In New York, Governor Andrew Cuomo introduced an ambitious package of campaign finance reforms last summer. It would, as The Huffington Post’s Paul Blumenthal writes , “both target corruption and introduce public financing for state elections. It would also lower campaign contribution limits, close loopholes for corporate donations, limit spending by party housekeeping accounts, increase disclosures and strengthen enforcement.”
According to The New York Times, “The prospect of greater competition is the reason many in Albany have tried to stop public financing.”
But encouragingly, in the last few days the Assembly included the governor’s campaign finance proposal in its version of the budget. The problem, as is often the case in Albany, is the Senate, controlled jointly by Dean Skelos, the Republican leader, and Jeffrey Klein, an independent Democrat.
Because the reform package is part of the proposed state budget, a vote must take place by the end of the month.
Going back to the days when the state fought against the political control of the copper barons, Montana has a rich tradition of regulating campaign spending that creates the “appearance” of corruption. In 2012, the Supreme Court struck down a Montana law that directly conflicted with Citizens United. But that ruling applies to federal elections, and Andy Kroll reports that a group of Republicans is trying to get an initiative on the 2014 ballot that would ban dark money from state contests.

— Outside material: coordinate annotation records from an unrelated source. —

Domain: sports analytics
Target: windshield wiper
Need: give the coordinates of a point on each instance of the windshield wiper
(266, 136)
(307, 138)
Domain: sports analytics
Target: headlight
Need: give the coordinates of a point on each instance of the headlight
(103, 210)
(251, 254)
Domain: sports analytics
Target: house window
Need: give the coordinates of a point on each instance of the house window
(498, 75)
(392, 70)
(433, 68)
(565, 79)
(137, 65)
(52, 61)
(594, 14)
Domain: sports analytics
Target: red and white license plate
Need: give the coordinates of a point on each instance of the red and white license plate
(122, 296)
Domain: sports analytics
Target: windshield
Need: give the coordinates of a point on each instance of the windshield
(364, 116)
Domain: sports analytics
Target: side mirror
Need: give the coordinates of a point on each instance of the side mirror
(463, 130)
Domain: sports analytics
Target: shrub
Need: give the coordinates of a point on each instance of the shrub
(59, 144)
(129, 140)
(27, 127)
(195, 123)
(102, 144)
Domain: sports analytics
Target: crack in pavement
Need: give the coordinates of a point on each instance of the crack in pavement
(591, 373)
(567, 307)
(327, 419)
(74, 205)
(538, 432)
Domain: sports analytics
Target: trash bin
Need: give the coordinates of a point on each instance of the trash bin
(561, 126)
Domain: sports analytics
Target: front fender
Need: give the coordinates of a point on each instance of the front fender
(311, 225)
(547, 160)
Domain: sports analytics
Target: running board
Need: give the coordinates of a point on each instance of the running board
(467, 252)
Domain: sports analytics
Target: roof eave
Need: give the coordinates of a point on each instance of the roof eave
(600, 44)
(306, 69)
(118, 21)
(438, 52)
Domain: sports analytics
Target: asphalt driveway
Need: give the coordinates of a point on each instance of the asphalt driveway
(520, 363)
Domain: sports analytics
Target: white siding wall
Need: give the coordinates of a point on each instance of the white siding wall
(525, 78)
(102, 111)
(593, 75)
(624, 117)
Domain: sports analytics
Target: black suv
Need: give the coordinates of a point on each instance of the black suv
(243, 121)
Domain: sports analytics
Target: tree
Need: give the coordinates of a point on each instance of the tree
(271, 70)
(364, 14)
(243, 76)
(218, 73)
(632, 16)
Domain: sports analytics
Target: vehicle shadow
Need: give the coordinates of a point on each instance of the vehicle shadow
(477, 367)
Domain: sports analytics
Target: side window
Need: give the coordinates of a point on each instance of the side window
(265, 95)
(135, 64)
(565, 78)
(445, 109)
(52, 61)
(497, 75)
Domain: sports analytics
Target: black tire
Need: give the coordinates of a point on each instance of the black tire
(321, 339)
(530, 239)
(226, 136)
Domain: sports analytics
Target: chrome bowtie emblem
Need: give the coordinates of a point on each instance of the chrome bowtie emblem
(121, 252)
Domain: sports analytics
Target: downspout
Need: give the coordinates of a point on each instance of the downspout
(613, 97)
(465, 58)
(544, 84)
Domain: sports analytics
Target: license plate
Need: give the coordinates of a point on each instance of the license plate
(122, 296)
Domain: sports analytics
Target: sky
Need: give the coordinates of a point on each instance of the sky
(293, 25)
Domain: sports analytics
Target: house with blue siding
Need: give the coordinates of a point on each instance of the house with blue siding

Perhaps the most innovative attempt to combat the influence of dark money is a new initiative called the States’ Unified Network (SUN) Center. The initiative will start out as an informal working group bringing together campaign finance watchdogs from 10 states — New York, California, Alaska, Idaho, Maine, Montana, Maryland, Massachusetts, Washington and Iowa, along with New York City — to collaborate on efforts, The Washington Post notes, to “highlight proposed legislation and standing campaign finance law. They will combine records of campaign donors into a multi-state database. Ann Ravel, chairwoman of the California Fair Political Practices Commission, told the Post, “Ultimately, the group could go in many other directions, such as joining enforcement matters, potentially joining in some sort of pressure groups of states with the federal government.”
And pro-democracy activism isn’t limited to the state level. The Move to Amend coalition lists 383 local resolutions calling for Citizens United to be overturned that have either been passed or are being considered.
As Kim Barker told Bill Moyers this week, “the Supreme Court was naive about how campaign finance really works.” It appears that a growing number of Americans aren’t as easily fooled.